Quelles sont ces compétences sociales ?
RA : Nous cherchons d’abord à intégrer des notions de proxémie (distance physique acceptable entre des personnes prises dans une interaction) sur lesquelles le psychologue Edward Hall a travaillé. Celui-ci a défini quatre sphères : publique, sociale, personnelle et intime. Il est estimé que les distances à respecter dans ces espaces varient de 15 centimètres à 3,6 mètres, pour que l’interaction soit acceptée. Ce qui signifie qu’on ne doit pas choisir nécessairement la trajectoire optimale si celle-ci dérange ou surprend. Par exemple, un robot équipé de capteurs et caméras sur 360 degrés n’a en théorie pas besoin de se retourner pour amener un objet.
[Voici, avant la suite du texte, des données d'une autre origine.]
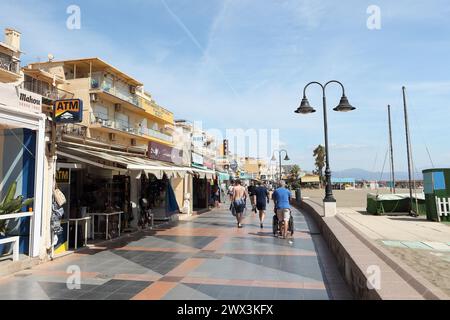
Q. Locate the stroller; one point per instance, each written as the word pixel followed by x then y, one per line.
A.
pixel 276 225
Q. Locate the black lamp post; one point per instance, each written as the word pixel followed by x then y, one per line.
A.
pixel 343 106
pixel 286 158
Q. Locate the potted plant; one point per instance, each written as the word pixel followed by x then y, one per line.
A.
pixel 10 205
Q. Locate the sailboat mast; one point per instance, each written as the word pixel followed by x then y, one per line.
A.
pixel 408 151
pixel 391 148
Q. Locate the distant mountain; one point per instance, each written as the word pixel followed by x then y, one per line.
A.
pixel 361 174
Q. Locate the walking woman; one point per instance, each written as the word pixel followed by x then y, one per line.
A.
pixel 239 200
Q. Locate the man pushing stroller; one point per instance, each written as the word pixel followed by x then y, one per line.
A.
pixel 281 198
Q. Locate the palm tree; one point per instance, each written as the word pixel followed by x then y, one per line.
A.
pixel 319 155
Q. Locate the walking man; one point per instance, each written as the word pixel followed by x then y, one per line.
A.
pixel 262 197
pixel 251 193
pixel 239 201
pixel 281 198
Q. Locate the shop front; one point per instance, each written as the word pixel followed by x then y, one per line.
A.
pixel 22 173
pixel 204 181
pixel 169 191
pixel 113 183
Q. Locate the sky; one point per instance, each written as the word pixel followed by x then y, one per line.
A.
pixel 244 63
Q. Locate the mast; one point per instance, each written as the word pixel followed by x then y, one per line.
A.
pixel 391 148
pixel 408 151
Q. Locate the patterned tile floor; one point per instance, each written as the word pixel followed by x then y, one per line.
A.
pixel 203 258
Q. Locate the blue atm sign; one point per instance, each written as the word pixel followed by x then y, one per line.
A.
pixel 68 111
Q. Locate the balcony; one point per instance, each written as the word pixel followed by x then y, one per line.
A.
pixel 9 69
pixel 98 82
pixel 103 121
pixel 45 90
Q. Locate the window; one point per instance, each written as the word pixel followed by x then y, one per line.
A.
pixel 101 112
pixel 121 121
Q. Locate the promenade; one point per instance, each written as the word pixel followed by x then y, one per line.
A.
pixel 203 258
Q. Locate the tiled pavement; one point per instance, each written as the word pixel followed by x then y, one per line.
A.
pixel 203 258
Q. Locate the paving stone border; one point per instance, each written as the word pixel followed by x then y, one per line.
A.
pixel 355 254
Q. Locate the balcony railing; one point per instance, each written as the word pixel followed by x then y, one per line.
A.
pixel 157 134
pixel 104 121
pixel 9 65
pixel 99 83
pixel 51 93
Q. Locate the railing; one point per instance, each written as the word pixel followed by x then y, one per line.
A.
pixel 104 121
pixel 9 66
pixel 51 93
pixel 98 82
pixel 158 135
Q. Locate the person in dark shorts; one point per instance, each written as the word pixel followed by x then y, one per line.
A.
pixel 239 199
pixel 262 197
pixel 251 192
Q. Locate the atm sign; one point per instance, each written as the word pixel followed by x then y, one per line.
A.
pixel 68 111
pixel 63 175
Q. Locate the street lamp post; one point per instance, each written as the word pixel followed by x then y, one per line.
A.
pixel 286 158
pixel 305 108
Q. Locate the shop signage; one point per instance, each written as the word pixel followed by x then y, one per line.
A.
pixel 68 111
pixel 225 147
pixel 208 163
pixel 63 175
pixel 198 140
pixel 234 165
pixel 197 159
pixel 161 152
pixel 30 101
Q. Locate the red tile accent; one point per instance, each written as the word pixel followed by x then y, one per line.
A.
pixel 186 267
pixel 156 291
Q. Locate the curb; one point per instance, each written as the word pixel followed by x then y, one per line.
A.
pixel 419 283
pixel 351 262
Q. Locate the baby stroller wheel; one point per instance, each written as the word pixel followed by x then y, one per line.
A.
pixel 291 224
pixel 275 225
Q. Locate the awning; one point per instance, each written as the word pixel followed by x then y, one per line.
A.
pixel 125 162
pixel 223 176
pixel 204 173
pixel 310 179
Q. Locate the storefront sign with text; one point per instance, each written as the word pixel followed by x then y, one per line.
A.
pixel 161 152
pixel 63 175
pixel 68 111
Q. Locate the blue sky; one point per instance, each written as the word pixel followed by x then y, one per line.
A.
pixel 243 64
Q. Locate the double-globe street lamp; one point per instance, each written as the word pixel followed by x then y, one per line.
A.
pixel 286 158
pixel 344 106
Il peut reculer pour le saisir, ce qui est plus efficace. Mais il doit quand même se retourner, car c’est plus compréhensible par la personne. Nous voulons aussi qu’un robot soit capable de se mettre à sa place pour évaluer ce dont elle a besoin.
Comment travaillez-vous pour développer ces compétences ?
RA : Pour développer les algorithmes puis les logiciels, nous devons d’abord étudier les signaux que se font les humains. Ce qui implique un travail interdisciplinaire, avec des psychologues, des philosophes, des ergonomes... Aucune discipline ne peut régler seule le problème de l’assistance à la personne. Nous avons, en 2015, avec le laboratoire Cognition, langues, langage, ergonomie (CLLE), analysé les signaux qu’une personne émet par son regard, sa vitesse, etc. lorsqu’elle tend un objet à une autre personne, afin que celle-ci puisse prédire ce qui va être fait et mettre la main là où l’objet va être déposé. Différents scénarios ont été filmés puis montrés à des panels. Deux préférences sont apparues : regarder l’objet puis l’humain, regarder l’humain puis l’objet puis à nouveau l’humain. Et nous venons d’achever un projet européen qui portait sur un robot-guide d’aéroport, Spencer, qui nous a permis de tester différentes fonctionnalités avec des passagers, afin de le rendre prévisible et acceptable.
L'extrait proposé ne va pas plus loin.